We don’t winterize warm season grasses. By late September, the warm season grasses are slowing their growth and are getting ready to become dormant; therefore, they are not using the fertilizer put out then.
The best way to determine which fertilizer to use is to have the soil tested. A soil sample will tell what the pH of the soil is, and what the nutrient levels are in the soil. This can save money by not putting out nutrients that are not needed. Also, the pH of the soil is important to plant growth because most of the major plant nutrients are more available to the plant at a pH of 6 to 6.5. So, if the pH is where it should be, no lime needs to be applied. In centipede grass, iron chlorosis can be a problem if the pH is too high.
To choose the proper fertilizer, it is important to know what the three numbers on the fertilizer bag mean. The most common is 10-10-10. The first number on a fertilizer bag is nitrogen, the second number is phosphorus, and the third number is potash.
These numbers are based on percentages. It’s easy to figure the actual weight of nitrogen. The percentage is listed on the bag. In a 50-pound bag of 10-10-10, the nitrogen would weigh 5 pounds. It’s not as simple, though, for phosphorus (P) and potassium (K). To find the amount of phosphorus, multiply the phosphate number by 0.44. Get the potassium amount by multiplying the potash weight by 0.83. So that 50-pound bag of 10-10-10 has 5 pounds of phosphate times 0.44, or 2.2 pounds of phosphorus. It has 5 pounds of potash times 0.83, or 4.15 pounds of potassium. With the 5 pounds of nitrogen, then, it has 11.35 pounds of primary nutrients.
So what’s the rest of the weight in the bag? Some of it might be secondary nutrients. The rest is filler to make it easier to apply.
These three elements have different roles in the growth of the plant. Nitrogen is essential for plant growth. It is a part of every living cell, and is usually responsible for increasing plant growth more than any other element. The dark green color of plants after fertilization is due to the nitrogen increasing the amount of chlorophyll in the leaves.

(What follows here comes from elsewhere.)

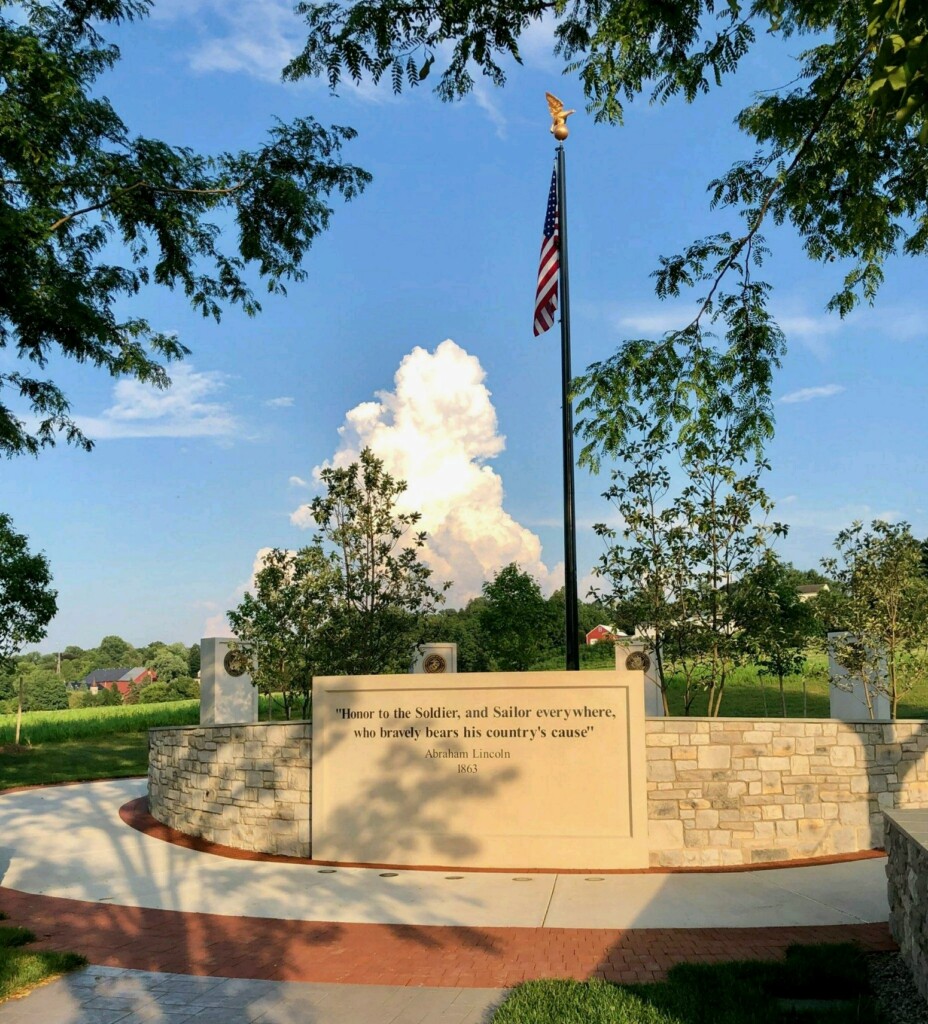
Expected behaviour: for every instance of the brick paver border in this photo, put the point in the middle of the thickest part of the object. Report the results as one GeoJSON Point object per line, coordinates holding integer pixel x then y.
{"type": "Point", "coordinates": [135, 813]}
{"type": "Point", "coordinates": [393, 954]}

Phosphorus promotes root formation and growth, and improves the quality of flowers, fruits and vegetables. Phosphorus is an element that can build up in our soils because it is tightly bound by soil particles and plants use very little of it. So when soil phosphorus levels are high, don’t apply a fertilizer with this element in it.

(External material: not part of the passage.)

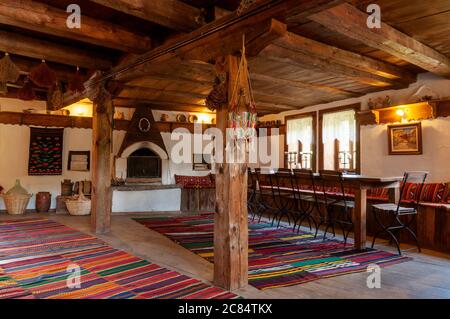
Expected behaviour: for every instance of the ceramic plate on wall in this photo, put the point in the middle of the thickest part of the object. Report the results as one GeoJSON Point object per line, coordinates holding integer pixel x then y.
{"type": "Point", "coordinates": [181, 118]}
{"type": "Point", "coordinates": [193, 119]}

Potash or potassium is important in photosynthesis and plant respiration. If the level of potassium in the plant falls, then photosynthesis declines and the respiration of the plant increases. Both of these will deplete carbohydrate supply. If the plant has high levels of potassium, the plant will have better winter-hardiness, more drought tolerance and will be more disease-resistant.

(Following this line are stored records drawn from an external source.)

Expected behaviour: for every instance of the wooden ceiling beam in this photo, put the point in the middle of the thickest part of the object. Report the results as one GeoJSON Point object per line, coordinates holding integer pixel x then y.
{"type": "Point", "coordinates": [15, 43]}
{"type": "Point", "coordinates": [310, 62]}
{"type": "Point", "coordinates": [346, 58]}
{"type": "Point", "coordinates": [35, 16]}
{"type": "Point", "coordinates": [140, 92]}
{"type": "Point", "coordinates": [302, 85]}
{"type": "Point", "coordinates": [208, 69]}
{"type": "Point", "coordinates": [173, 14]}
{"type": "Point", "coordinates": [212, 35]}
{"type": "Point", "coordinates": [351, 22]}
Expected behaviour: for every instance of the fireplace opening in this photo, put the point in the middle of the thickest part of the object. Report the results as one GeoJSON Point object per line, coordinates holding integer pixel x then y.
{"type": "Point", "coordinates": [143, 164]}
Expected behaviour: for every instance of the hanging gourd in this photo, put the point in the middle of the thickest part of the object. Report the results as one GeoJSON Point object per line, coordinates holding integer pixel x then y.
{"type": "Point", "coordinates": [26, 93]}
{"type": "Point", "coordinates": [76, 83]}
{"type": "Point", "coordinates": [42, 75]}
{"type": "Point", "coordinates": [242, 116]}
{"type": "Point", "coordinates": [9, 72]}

In the past, we have managed our turfgrass on nitrogen levels, but now we are beginning to look closely at the potash levels. Most of the lawns that I look at that have disease problems also have low potash levels. On the other hand, lawns that have no or very few disease problems have high levels of potash. Therefore, use a fertilizer that has higher amount of potash for this last fertilization. A fertilizer such as 16-4-8 or 15-0-15 will do the trick.